The good news is that palliative and supportive care units and physicians can draw upon a multitude of medicines and other tools to reduce or eliminate chronic pain: non-opioid analgesics, opioids, antidepressants, anticonvulsant drugs and even nerve blocks. If one medication or intervention doesn’t work, a second strategy is often waiting in the wings, and specialized pain management teams can be consulted in an increasing number of practices and centers.

The causes of chronic pain vary from direct effects of the tumor on bone, nerves or other tissue, to side effects of certain drugs. Treatments for pain can include medications as well as complementary therapies, such as massage, acupuncture and hypnosis, says Karen Baker, RN, a nurse practitioner with the Clinical Center at the National Institutes of Health. Cancer survivors commonly experience bone pain and neuropathic pain, Baker says.

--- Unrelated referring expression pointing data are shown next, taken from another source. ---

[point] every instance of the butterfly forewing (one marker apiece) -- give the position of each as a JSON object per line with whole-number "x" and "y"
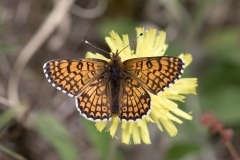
{"x": 94, "y": 101}
{"x": 155, "y": 73}
{"x": 72, "y": 76}
{"x": 134, "y": 101}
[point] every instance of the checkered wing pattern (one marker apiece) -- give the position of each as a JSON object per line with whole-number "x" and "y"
{"x": 94, "y": 103}
{"x": 72, "y": 76}
{"x": 155, "y": 73}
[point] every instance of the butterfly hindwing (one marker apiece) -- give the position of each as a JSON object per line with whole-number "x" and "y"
{"x": 72, "y": 76}
{"x": 155, "y": 73}
{"x": 94, "y": 101}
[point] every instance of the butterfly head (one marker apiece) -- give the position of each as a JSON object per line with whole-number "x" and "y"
{"x": 115, "y": 56}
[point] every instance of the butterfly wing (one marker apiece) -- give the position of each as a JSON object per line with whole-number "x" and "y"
{"x": 134, "y": 101}
{"x": 72, "y": 76}
{"x": 155, "y": 73}
{"x": 94, "y": 102}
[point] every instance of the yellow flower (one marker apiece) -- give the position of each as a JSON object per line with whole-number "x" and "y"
{"x": 164, "y": 111}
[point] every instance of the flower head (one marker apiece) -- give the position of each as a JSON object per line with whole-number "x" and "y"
{"x": 164, "y": 111}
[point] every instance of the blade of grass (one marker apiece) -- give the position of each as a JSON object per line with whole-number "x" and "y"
{"x": 56, "y": 133}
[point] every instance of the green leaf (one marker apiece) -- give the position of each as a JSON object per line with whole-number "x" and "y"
{"x": 223, "y": 45}
{"x": 56, "y": 133}
{"x": 224, "y": 102}
{"x": 5, "y": 117}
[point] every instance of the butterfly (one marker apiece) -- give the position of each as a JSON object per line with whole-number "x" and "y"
{"x": 105, "y": 89}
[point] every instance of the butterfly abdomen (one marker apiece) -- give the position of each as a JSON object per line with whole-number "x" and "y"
{"x": 115, "y": 76}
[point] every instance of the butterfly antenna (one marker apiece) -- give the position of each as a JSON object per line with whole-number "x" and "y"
{"x": 141, "y": 34}
{"x": 85, "y": 41}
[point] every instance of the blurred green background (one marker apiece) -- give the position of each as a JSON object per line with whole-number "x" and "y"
{"x": 38, "y": 122}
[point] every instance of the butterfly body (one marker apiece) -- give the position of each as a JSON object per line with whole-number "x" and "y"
{"x": 104, "y": 89}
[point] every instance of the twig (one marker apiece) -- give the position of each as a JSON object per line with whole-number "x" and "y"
{"x": 50, "y": 24}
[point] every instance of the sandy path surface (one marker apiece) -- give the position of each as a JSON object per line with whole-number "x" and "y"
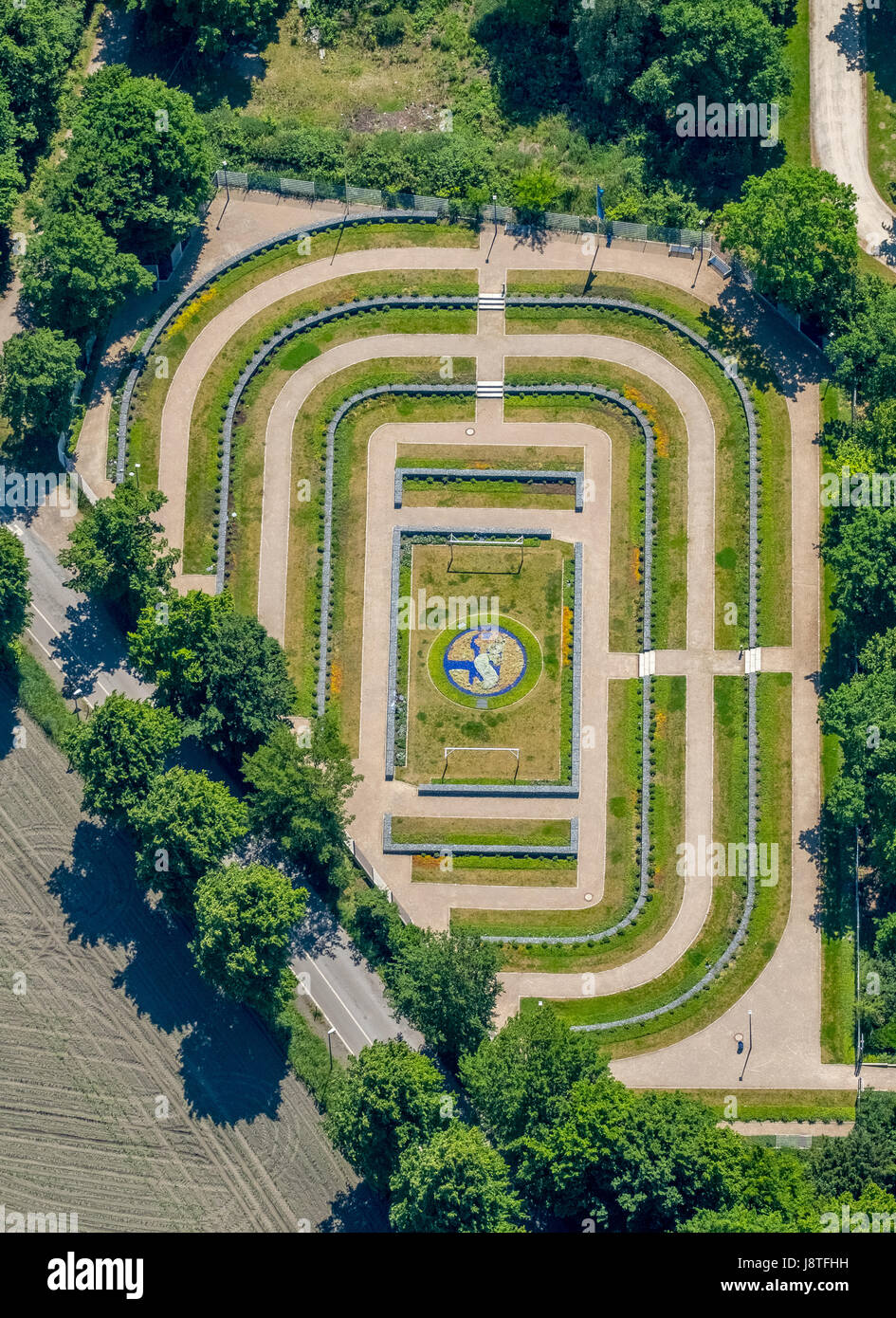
{"x": 116, "y": 1028}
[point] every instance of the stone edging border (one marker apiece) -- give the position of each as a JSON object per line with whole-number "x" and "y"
{"x": 496, "y": 473}
{"x": 327, "y": 566}
{"x": 470, "y": 849}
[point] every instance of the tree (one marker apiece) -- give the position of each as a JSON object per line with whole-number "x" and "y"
{"x": 859, "y": 547}
{"x": 169, "y": 642}
{"x": 725, "y": 50}
{"x": 456, "y": 1183}
{"x": 185, "y": 825}
{"x": 391, "y": 1101}
{"x": 518, "y": 1078}
{"x": 795, "y": 227}
{"x": 632, "y": 1162}
{"x": 447, "y": 985}
{"x": 217, "y": 669}
{"x": 138, "y": 161}
{"x": 12, "y": 181}
{"x": 534, "y": 192}
{"x": 119, "y": 751}
{"x": 116, "y": 551}
{"x": 301, "y": 788}
{"x": 863, "y": 1158}
{"x": 14, "y": 594}
{"x": 613, "y": 41}
{"x": 246, "y": 919}
{"x": 74, "y": 276}
{"x": 38, "y": 375}
{"x": 247, "y": 686}
{"x": 865, "y": 351}
{"x": 216, "y": 27}
{"x": 37, "y": 41}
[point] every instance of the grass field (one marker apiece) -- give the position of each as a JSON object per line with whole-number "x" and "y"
{"x": 626, "y": 489}
{"x": 795, "y": 131}
{"x": 779, "y": 1105}
{"x": 731, "y": 490}
{"x": 435, "y": 716}
{"x": 510, "y": 456}
{"x": 622, "y": 851}
{"x": 881, "y": 83}
{"x": 219, "y": 382}
{"x": 349, "y": 521}
{"x": 152, "y": 386}
{"x": 447, "y": 492}
{"x": 480, "y": 832}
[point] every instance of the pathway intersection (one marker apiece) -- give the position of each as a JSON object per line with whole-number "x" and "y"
{"x": 785, "y": 996}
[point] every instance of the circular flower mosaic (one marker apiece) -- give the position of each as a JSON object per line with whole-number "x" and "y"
{"x": 484, "y": 661}
{"x": 486, "y": 666}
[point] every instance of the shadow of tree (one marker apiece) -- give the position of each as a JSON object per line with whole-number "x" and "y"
{"x": 849, "y": 39}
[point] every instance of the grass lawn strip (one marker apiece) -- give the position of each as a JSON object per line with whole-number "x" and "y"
{"x": 628, "y": 487}
{"x": 773, "y": 902}
{"x": 731, "y": 482}
{"x": 203, "y": 469}
{"x": 509, "y": 456}
{"x": 780, "y": 1105}
{"x": 531, "y": 607}
{"x": 243, "y": 276}
{"x": 456, "y": 492}
{"x": 624, "y": 816}
{"x": 496, "y": 870}
{"x": 349, "y": 516}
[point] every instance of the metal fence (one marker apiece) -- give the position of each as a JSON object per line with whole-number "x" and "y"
{"x": 626, "y": 230}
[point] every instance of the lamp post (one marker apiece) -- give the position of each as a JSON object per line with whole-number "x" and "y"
{"x": 227, "y": 190}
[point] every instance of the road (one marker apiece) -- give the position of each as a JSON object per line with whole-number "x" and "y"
{"x": 82, "y": 649}
{"x": 839, "y": 140}
{"x": 75, "y": 638}
{"x": 343, "y": 985}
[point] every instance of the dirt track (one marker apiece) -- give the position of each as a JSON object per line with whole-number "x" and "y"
{"x": 115, "y": 1016}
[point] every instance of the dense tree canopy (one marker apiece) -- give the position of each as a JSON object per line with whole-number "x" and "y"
{"x": 216, "y": 27}
{"x": 865, "y": 350}
{"x": 456, "y": 1183}
{"x": 859, "y": 544}
{"x": 38, "y": 374}
{"x": 795, "y": 229}
{"x": 301, "y": 788}
{"x": 138, "y": 161}
{"x": 215, "y": 668}
{"x": 186, "y": 825}
{"x": 447, "y": 985}
{"x": 246, "y": 920}
{"x": 74, "y": 276}
{"x": 116, "y": 551}
{"x": 391, "y": 1101}
{"x": 14, "y": 594}
{"x": 725, "y": 50}
{"x": 649, "y": 1162}
{"x": 119, "y": 751}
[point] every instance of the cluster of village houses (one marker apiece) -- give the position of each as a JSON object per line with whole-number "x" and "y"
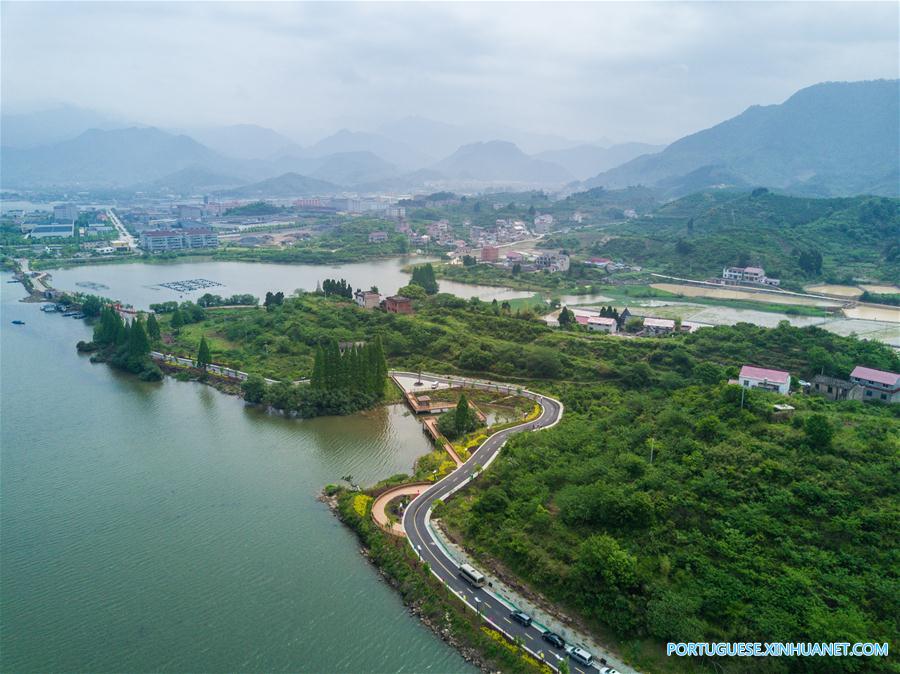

Left unchecked, chronic bone pain may worsen, or might be a sign of a problem that could lead to complications, such as spinal cord compression (which can lead to paralysis) and hypercalcemia (elevated calcium in the blood), which can cause multiple metabolic and physiological problems. Most bone pain can be relieved with medications but should always be discussed with the medical team so that the underlying reason can be determined and addressed.

Neuropathic pain is often the trickiest to control: a burning or bee-sting kind of pain that can come from temporary or ongoing damage to nerve endings, sometimes caused by radiation, chemotherapy or surgery.

“There are entire textbooks on pain,” Baker says, but survivors shouldn’t need to use them. They should draw upon the expertise of their care providers, by talking with them, as openly as possible about pain. “I ask people to think about the words they use to describe their pain,” Baker says. “Is it a tenderness or pressure? Fiery, like a bee-sting? And what makes it better? What makes it worse?”